Make Mine Mobile: Microsoft

SAN FRANCISCO -- Microsoft is approaching the mobile market with fresh eyes this week with the introduction of its second-generation mobile developer platform.

The Redmond, Wash.-based software vendor on Wednesday said its new Windows Mobile 2003 Second Edition software piggybacks on its other next generation platforms - most notably the Visual Studio 2005 developer's tool (codenamed Whidbey) as well as its upcoming SQL Server 2005 (codenamed Yukon). The company also launched a $100,000 Mobile2Market contest as an incentive to get developers to write Windows-based apps, with the promise of Microsoft-aided promotion and distribution. The goal, according to the guys in Microsoft's trenches, is to convince coders that smart clients are more than just unwired PDAs or personal computers.

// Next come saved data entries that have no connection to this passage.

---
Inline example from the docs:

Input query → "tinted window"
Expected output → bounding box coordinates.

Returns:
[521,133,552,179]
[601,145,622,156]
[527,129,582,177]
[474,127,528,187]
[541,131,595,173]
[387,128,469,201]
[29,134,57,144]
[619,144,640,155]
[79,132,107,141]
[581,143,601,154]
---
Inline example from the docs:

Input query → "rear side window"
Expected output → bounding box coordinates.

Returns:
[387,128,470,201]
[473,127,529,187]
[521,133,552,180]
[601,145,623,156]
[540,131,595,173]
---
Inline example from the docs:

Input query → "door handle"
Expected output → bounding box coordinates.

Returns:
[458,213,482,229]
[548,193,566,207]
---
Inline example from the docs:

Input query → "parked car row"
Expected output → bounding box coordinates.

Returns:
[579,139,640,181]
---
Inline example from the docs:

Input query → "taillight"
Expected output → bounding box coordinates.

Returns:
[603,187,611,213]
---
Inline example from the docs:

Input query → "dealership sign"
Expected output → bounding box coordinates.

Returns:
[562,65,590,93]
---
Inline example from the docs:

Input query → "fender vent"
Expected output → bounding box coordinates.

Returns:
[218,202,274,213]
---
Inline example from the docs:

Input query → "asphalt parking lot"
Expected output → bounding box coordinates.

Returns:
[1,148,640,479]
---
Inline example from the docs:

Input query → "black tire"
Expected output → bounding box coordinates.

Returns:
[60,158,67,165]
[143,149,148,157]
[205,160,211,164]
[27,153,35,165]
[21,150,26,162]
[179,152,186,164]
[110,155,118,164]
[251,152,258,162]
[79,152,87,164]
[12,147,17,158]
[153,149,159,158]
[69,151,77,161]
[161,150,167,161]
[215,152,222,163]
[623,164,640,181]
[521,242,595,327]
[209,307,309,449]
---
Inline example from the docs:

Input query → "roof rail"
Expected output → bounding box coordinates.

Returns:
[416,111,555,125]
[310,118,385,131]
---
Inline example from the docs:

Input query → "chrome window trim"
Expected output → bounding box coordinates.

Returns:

The company also updated its Windows Mobile Developer Resource Kit, which includes eight new white papers focused on Windows Mobile development, new and updated code samples, Windows Mobile 2003 Second Edition emulators, embedded Visual C++ 4.0 SP3, and Windows Mobile 2003 SDKs.

"I have a confession... We [at Microsoft] haven't done enough," Microsoft Software Design Engineer Chris Anderson said to attendees at the company's Mobile Developer Conference here. "We have tools today that are good... We're going to keep investing in this, adding features each year."

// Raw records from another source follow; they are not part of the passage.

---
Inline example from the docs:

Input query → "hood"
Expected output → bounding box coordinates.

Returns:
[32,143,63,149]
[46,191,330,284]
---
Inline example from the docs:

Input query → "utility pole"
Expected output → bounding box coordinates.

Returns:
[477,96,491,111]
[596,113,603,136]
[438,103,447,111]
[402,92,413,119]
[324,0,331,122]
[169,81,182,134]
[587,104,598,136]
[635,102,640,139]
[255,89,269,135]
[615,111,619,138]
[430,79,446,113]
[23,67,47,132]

Microsoft said that based on the feedback on its original Mobile platform and subsequent builds, the company is most excited about reducing the amount of coding that developers would have to do to produce an application and get it running.

"The common theme here is that this type of development takes about two developers working a couple of weeks, and the most work that they do is to leverage back-end infrastructure," Microsoft .NET Product Manager Jonathan Wells told internetnews.com.

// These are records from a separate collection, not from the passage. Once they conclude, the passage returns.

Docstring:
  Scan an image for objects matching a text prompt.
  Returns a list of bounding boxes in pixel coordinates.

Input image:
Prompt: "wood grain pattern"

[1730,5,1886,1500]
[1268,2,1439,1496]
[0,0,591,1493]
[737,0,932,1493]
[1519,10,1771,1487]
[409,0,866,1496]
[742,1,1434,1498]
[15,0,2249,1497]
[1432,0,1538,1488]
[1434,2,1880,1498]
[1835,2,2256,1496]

Wells said Microsoft's hook with developers and their bosses is that there is continuity between the Windows environments from desktop to server to mobile client. The luxury of already working under the .NET coding and linking the Visual Studio to the mobile space, Microsoft says, is that it allows them to offer a "Click Once" tab function that inserts pre-bundled code; brings back "COM interop" for devices; and adds new ability to attach to remote processes. The new version of the Windows Mobile development platform also supports ATL 8.0, MFC 8.0, an ARM chip design emulator and a native debugger.

"The IDE also allows you to write the code and not have to worry about whether the data is being viewed in profile or landscape mode," Anderson said.

Such is the case with the Motorola MPx smartphone series and similar offerings from Microsoft PocketPC/smartphone partners like Samsung.

The giant obstacle that Microsoft has at this point is that Nokia , which runs J2ME as well as its Series 60 platform on top of the Symbian OS, makes the majority of the cell phones in the marketplace. Wells said that while Microsoft is somewhat behind the curve with deployments, the "giant" mass of mobile developers and decision makers is yawning and waking up to Microsoft's pervasiveness. Wells points to some 24,000 rollouts of PocketPC applications and some 40 case studies in Microsoft's back pocket.

"Our goal this week is to raise that awareness," said Wells, who also noted that his group is getting interest from developers coming from the C# and Visual Basic camps. "If you run a J2ME app, you take the risk of it not running everywhere unless you write to the lowest common denominator."

Microsoft is expected to include the mobile community in its upcoming Visual Studio 2005 Community Technology Preview. The program announced this week would give developers a sneak peek at builds and give them an opportunity to provide feedback. The developer community also can get support from OpenNETCF.org under the Microsoft Shared Source license.